Foundation models are updated, retrained and silently swapped behind the APIs your business relies on. Shoothill is launching a free tool that catches it when they slip.
There’s a quiet assumption running through almost every business currently using AI: that the model you bought into is the model you’re still using.
It often isn’t.
The large language models that sit behind ChatGPT, Claude, Gemini, Copilot and the rest are not static products. They’re updated, retrained, fine-tuned and routed through changing infrastructure on a continuous basis. Most of those changes aren’t announced. A handful are flagged in release notes that almost nobody reads. The version that drafted your contract reviews flawlessly in March may behave noticeably differently in May, with no banner, no email, no warning.
That matters because the AI tools you’ve embedded into your business, the ones writing customer emails, summarising reports, processing forms, generating quotes, checking compliance, all depend on the model behind them behaving consistently. When the model shifts, the output shifts. And the first person to notice is rarely you. It’s usually a customer, a regulator, or somebody on your team who happens to spot something off in a draft they were about to send.
We’ve been integrating AI into UK businesses for long enough now to have seen this happen more than once. A workflow that was reliable on Monday is producing subtly wrong outputs by Friday. Sometimes the change is small enough to live with. Sometimes it isn’t. Either way, finding out in real time matters.
So we built the thing we wished existed.
What the AI Signal does
signal.shoothill.ai is a continuous, public benchmark of every major AI model. Every hour, ten of the most widely-used models, from the flagship ones (GPT-5.5, Gemini 2.5 Pro, Claude Opus 4.7) to the cheaper, faster variants most businesses actually deploy at scale (GPT-5.4 mini, Gemini 2.5 Flash, Claude Haiku 4.5), are put through the same fixed library of 50 test prompts. Each answer is scored automatically. Pass, fail or partial credit. No human grading, no judgement calls, no room for the score to drift on us.
The dashboard surfaces six headline measures, in plain English:
- Gets facts right. How often the model gives the correct answer rather than making something up.
- Thinks through problems. How well it handles multi-step logic, maths and planning.
- Follows instructions. How closely the output matches the format and constraints it was given.
- Stays consistent. How stable its answers are when the same question is asked repeatedly.

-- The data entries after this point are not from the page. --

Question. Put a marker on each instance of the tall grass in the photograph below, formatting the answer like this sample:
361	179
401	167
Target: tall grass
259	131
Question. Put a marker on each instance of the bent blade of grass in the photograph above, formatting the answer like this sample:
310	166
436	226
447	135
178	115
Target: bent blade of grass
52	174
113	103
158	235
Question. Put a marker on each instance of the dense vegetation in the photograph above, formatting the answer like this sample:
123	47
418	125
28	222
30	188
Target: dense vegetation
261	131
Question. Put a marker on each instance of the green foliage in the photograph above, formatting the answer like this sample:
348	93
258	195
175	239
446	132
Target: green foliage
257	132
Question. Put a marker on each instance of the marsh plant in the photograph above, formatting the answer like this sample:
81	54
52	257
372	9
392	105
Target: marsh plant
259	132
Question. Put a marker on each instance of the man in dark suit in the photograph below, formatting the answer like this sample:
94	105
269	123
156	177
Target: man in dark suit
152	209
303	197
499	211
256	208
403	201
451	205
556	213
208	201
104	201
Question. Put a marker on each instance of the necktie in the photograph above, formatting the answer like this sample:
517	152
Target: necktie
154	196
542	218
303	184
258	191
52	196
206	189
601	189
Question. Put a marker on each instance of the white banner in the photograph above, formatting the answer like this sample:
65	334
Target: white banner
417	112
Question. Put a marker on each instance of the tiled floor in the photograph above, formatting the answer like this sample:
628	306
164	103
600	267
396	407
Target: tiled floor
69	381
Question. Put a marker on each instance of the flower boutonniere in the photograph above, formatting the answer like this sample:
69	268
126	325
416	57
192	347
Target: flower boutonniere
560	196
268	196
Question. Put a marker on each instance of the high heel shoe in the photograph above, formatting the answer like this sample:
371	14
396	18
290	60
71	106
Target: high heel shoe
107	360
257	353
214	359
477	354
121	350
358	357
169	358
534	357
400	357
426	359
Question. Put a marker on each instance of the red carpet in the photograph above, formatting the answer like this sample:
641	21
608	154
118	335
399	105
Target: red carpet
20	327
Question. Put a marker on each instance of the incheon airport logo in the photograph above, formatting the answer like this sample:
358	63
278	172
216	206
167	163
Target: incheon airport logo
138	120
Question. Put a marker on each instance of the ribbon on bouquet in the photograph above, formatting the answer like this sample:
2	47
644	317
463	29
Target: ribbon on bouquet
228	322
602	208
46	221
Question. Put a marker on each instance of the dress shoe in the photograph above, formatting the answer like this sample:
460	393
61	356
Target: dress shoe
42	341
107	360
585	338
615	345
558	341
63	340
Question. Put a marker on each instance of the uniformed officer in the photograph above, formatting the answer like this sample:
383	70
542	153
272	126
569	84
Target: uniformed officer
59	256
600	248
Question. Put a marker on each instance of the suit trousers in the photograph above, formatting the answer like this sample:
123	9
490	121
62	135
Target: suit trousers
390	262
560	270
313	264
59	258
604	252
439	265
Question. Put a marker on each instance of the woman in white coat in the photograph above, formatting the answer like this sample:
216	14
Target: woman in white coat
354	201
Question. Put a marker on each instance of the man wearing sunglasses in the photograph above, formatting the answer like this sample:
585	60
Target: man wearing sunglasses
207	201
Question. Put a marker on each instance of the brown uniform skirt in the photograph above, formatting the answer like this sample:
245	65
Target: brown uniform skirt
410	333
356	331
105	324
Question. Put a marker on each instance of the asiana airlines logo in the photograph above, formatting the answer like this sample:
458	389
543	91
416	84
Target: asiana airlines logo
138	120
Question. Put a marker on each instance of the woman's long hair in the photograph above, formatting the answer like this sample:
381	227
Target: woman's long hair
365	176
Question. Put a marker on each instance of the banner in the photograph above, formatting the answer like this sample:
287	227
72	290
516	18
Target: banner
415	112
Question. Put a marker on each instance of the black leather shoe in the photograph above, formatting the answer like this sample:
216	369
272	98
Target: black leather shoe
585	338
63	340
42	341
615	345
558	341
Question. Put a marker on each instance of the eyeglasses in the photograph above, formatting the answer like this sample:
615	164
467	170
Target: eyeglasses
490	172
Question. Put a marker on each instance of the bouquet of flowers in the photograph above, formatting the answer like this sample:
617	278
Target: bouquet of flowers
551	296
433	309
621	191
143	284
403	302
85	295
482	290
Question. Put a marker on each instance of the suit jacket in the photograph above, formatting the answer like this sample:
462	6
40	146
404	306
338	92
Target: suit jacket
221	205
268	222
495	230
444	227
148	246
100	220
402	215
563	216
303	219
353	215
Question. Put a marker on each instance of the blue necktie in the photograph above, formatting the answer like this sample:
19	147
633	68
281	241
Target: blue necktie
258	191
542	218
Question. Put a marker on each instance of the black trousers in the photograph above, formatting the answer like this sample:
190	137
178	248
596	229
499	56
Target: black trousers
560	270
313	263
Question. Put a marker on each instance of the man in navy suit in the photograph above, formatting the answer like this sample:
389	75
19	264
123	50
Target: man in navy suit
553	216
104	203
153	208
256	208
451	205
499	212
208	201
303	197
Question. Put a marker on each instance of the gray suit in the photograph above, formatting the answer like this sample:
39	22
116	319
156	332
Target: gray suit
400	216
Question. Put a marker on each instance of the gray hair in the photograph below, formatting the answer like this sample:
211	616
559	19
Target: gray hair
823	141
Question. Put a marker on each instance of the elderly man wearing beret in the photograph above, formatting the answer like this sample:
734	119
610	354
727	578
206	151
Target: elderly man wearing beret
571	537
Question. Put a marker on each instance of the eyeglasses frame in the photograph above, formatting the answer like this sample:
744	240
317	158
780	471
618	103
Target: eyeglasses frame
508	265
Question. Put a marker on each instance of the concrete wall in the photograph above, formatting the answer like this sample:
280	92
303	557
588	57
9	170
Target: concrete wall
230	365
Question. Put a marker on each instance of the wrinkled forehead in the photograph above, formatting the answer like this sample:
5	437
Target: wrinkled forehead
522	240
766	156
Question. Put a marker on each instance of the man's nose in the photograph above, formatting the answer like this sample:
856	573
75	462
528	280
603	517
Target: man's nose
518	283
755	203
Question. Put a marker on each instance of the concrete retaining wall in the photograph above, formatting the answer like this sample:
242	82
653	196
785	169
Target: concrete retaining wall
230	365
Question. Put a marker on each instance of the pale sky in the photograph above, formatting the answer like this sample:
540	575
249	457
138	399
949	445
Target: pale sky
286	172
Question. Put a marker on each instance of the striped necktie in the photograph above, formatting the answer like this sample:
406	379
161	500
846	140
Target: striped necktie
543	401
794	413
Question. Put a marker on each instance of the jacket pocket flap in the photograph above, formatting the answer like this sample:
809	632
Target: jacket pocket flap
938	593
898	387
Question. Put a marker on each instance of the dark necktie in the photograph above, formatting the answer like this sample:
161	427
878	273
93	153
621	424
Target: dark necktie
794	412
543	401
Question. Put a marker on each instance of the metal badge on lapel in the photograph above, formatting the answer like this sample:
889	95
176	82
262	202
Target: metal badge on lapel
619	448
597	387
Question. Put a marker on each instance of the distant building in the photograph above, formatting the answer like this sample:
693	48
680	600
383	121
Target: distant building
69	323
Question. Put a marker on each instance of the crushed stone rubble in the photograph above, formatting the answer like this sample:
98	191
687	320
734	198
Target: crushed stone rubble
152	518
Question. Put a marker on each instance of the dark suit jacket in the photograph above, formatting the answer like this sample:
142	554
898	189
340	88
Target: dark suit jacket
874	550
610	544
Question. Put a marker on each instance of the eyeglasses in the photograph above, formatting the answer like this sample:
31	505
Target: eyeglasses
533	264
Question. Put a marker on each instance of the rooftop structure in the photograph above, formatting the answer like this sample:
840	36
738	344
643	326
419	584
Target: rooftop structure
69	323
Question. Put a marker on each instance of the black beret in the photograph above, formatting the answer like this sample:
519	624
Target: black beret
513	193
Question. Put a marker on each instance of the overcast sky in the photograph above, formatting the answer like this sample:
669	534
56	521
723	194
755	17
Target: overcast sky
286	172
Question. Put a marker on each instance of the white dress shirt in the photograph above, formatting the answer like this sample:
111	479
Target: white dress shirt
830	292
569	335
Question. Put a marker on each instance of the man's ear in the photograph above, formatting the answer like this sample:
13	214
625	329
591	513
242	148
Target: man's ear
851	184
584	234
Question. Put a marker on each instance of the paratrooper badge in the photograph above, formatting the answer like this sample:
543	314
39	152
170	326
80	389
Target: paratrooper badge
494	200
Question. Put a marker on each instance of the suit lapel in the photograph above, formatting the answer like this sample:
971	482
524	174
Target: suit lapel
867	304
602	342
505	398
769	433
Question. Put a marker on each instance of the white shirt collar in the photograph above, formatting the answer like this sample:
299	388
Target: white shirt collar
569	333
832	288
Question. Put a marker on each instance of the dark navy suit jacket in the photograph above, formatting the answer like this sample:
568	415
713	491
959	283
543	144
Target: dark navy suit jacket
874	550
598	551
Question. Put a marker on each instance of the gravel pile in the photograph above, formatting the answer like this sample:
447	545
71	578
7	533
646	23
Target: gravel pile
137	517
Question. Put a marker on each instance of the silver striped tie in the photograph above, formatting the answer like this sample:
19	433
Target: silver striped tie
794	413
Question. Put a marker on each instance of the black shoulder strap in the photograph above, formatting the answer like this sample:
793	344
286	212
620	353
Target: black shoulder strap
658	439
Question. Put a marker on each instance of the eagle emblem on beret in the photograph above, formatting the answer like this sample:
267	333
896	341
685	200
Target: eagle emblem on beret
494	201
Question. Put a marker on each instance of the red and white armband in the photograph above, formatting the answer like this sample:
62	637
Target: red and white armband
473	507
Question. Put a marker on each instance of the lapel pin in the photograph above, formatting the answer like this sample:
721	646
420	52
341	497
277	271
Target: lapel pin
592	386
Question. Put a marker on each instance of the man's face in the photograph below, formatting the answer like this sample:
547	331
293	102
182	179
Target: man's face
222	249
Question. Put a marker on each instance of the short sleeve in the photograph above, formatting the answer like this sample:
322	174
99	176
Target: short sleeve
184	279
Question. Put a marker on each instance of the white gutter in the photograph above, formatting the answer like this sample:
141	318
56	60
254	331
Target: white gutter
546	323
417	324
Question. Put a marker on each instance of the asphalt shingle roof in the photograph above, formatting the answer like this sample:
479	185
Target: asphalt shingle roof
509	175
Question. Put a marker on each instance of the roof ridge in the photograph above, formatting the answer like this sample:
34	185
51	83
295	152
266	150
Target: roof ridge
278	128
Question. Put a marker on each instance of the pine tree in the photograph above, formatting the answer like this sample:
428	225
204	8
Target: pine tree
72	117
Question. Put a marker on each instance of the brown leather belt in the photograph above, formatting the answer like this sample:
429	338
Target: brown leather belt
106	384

- Business ready. How well it handles real office work: extraction, calculation, redaction, refusals.
- Made-up answers. The percentage of responses where the model invented a fact. Lower is better.
These feed five weighted pillars (Truthfulness 30%, Reasoning 25%, Discipline 15%, Stability 15%, Business readiness 15%) which combine into a single AI Signal score from 0 to 100 per model. The weights are fixed. A score today is directly comparable to one from last month, last quarter or this time next year.
The public leaderboard sorts models by AI Signal by default, with the top three highlighted gold, silver and bronze. When a model you’ve told us you depend on slips, we email you. That’s it. No dashboard you have to log into daily, no alerts about things that don’t matter to you.
Why we publish the methodology, and why 40 of the 50 questions are private
The full methodology is on the site, including 10 of the 50 test prompts as worked examples. The remaining 40 are deliberately kept private. If we published every prompt, the providers we’re testing could train against them and the index would tell you nothing. Withholding them is what keeps the score honest.
That trade-off, transparent enough to be defensible, opaque enough to be useful, is the one piece of design we spent the longest getting right.
Free, forever
We aren’t charging for it. The AI Signal is free for any business that wants to use it, and it will stay that way.
We do this work because Shoothill builds AI integrations for clients who need them to keep working. The AI Signal makes our own work better, and it makes the wider UK AI ecosystem a bit more honest. You can sign up at signal.shoothill.ai, pick the models you want to monitor, and we’ll do the rest. If the model you actually depend on isn’t on the list, you can request it.
If you’re running AI in your business and you don’t have a way of knowing when it changes, that’s a gap worth closing. Quietly, this week, before you find out the way many businesses do: through somebody else.